The Maid of Fairbourne Hall by Julie Klassen
Margaret Macy is destined to inherit a fortune, but not until her next birthday. Her conniving stepfather, however, is scheming to get use of her fortune by encouraging his nephew to use whatever means necessary to get Margaret to marry him. Her only choice is to flee from her home and find a job with which to make her way in the world—at least until she receives her inheritance. This is complicated by the fact that Margaret has never worked a day in her life. Julie Klassen is one of my favorite authors and this novel does not disappoint.
The Oath by Frank Perreti
The community of Hyde River in the Pacific Northwest has been keeping secrets for nearly a century. The sheriff is inclined to look the other way when the law is stretched a bit. But biology professor, Steve Benson is on a hunt to figure out whom or what killed his brother. This chilling suspense takes the reader on a wild ride. I listened to the audible version of this book (which I still count as reading) and loved it. It is definitely told from a Christian worldview, which I appreciate. I only gave it four stars because it left me wanting just a little bit more in the line of character development, but really I’d give it 4.5 stars if I could.
The Lost Heiress by Roseanna M. White
I fell in love with this book’s protagonist, Brook, right away. She’s independent, feisty, and determined in everything she sets her mind to. Her best friend, Justin, realizes that Brook is actually an heiress who had gone missing as a baby, and whose mother had died in a tragic accident.
But, Brook will learn that her status as the family heir apparent puts her life in danger. It’s a gripping read.
I Will Always Write Back by Martin Ganda, Caitlin Alifirenka, and Liz Welch
Caitlin (a middle school girl from Pennsylvania) and Martin (a 12-year-old from Zimbabwe) meet through a pen pal program that starts between their schools. Martin is an extremely bright, and extremely impoverished young man. Caitlin is a typical American girl from an upper middle class family. Through their letters they get to know each other and as time passes Caitlyn realizes that Martin’s life is extremely different from hers. This is a beautiful, true story of how friendships can blossom despite location, race, gender, or lifestyle. Though it’s easy to see, and hard to absorb, the difficulties in Martin’s life, it’s equally as easy to see Caitlin’s tender heart for helping her new friend. Parts of this book made me laugh and other parts ripped my heart out. I highly recommend it.

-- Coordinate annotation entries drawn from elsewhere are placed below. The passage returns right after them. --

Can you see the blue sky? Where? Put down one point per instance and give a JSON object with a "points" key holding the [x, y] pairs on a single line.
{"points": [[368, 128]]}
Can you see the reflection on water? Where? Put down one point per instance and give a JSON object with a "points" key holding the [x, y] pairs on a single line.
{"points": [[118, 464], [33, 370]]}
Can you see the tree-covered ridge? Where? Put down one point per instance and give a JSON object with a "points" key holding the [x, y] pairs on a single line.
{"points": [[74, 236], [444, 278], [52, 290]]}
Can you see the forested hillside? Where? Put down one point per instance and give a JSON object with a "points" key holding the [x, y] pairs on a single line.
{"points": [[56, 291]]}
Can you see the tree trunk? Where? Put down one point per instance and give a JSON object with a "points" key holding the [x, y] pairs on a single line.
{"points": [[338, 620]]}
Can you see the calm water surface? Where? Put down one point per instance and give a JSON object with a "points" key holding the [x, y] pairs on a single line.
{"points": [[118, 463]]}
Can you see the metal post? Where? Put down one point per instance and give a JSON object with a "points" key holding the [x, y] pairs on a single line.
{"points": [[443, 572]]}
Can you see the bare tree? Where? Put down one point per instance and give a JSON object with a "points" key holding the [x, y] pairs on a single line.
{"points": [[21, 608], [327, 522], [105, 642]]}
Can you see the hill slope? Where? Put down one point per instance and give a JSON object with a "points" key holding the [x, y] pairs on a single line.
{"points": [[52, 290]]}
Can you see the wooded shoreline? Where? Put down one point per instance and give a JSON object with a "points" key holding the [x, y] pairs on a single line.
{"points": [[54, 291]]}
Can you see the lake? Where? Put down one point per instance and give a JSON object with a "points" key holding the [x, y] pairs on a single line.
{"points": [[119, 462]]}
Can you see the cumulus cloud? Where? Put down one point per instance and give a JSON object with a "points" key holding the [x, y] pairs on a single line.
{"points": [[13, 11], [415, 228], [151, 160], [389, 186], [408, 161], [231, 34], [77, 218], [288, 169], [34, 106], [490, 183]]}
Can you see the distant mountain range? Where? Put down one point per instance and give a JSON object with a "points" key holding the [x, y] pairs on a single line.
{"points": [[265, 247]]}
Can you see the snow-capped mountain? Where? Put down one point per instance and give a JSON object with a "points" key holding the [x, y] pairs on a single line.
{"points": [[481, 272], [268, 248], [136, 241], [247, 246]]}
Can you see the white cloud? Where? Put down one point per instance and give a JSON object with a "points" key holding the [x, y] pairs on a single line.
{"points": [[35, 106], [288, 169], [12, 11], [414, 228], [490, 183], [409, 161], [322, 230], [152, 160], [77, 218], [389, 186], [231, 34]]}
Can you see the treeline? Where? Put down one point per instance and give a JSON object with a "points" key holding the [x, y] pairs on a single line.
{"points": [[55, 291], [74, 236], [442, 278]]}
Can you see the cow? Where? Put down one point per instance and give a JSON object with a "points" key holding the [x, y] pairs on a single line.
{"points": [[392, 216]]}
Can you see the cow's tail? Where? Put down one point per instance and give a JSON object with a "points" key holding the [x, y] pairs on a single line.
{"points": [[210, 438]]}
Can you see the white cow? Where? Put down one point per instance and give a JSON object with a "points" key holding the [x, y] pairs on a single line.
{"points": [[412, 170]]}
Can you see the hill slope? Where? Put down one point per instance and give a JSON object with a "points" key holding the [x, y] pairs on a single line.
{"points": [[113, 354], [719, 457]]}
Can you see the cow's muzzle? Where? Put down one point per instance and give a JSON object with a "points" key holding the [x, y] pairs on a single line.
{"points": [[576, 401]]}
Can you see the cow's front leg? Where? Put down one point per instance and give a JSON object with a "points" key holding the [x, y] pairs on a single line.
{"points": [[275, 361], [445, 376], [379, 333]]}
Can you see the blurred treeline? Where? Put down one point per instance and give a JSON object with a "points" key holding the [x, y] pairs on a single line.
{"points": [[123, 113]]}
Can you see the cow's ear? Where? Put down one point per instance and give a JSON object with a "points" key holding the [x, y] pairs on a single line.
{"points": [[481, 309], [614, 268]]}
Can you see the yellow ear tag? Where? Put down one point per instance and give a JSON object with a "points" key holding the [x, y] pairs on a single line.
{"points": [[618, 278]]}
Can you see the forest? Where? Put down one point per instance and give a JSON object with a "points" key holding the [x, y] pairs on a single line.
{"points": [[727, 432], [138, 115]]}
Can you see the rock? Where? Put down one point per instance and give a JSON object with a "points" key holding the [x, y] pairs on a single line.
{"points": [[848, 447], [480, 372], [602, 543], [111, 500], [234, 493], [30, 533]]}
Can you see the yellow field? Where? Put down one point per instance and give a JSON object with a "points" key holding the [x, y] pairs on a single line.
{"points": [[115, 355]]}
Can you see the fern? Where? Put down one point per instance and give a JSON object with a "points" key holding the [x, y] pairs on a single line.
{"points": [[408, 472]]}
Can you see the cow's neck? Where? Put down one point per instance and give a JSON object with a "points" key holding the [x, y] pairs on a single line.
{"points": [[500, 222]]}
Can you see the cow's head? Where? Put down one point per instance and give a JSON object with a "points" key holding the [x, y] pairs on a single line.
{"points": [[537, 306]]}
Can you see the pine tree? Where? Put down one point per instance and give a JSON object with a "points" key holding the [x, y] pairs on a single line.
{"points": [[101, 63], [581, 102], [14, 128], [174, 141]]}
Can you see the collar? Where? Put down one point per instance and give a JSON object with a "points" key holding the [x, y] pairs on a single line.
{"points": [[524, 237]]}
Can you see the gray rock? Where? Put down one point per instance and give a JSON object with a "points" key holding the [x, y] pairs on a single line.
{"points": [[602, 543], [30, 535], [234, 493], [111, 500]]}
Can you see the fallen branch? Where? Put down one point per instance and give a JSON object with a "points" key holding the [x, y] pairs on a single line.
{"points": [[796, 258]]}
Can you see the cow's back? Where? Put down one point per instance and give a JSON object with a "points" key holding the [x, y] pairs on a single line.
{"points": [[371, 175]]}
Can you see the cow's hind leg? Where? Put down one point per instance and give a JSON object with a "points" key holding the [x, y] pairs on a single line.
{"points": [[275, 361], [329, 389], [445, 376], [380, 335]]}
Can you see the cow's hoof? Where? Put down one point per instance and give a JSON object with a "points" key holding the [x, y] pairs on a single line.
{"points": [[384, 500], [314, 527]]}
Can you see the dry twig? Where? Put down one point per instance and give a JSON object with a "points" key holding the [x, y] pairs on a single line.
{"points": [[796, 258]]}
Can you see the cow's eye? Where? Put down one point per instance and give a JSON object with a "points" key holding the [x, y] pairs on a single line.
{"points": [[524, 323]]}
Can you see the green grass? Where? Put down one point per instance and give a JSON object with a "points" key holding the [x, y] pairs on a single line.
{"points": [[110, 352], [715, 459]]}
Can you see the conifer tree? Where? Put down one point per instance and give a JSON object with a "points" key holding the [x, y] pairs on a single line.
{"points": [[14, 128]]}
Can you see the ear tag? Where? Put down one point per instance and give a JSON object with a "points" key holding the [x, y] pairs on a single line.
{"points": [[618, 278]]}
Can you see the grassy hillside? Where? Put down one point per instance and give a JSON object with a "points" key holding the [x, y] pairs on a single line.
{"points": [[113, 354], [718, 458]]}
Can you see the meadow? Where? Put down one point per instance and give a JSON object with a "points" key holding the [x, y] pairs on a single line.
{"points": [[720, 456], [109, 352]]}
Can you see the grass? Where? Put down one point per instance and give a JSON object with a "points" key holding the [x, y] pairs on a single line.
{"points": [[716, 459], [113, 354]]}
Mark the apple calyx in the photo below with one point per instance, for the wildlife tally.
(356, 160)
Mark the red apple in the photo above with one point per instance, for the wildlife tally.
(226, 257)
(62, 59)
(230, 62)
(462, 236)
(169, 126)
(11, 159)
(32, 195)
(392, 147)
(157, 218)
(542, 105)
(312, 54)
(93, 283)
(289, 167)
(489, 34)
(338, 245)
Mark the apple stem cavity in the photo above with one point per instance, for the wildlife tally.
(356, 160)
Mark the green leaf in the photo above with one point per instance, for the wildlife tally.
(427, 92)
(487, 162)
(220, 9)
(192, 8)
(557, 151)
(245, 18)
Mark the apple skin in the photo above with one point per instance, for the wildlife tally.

Peter Haas is an excellent writer. He’s funny, engaging and provides a lot for the reader to think about. Sometimes, when we’re seeking promotion it seems as though our elevator to the top is broken, but maybe it’s exactly where it should be. Peter examines 10 myths that we believe about promotion—or lack thereof. If you feel like you’re stuck, this is a must read!
What have you been reading lately? I’d love to hear about your favorite books in the comments.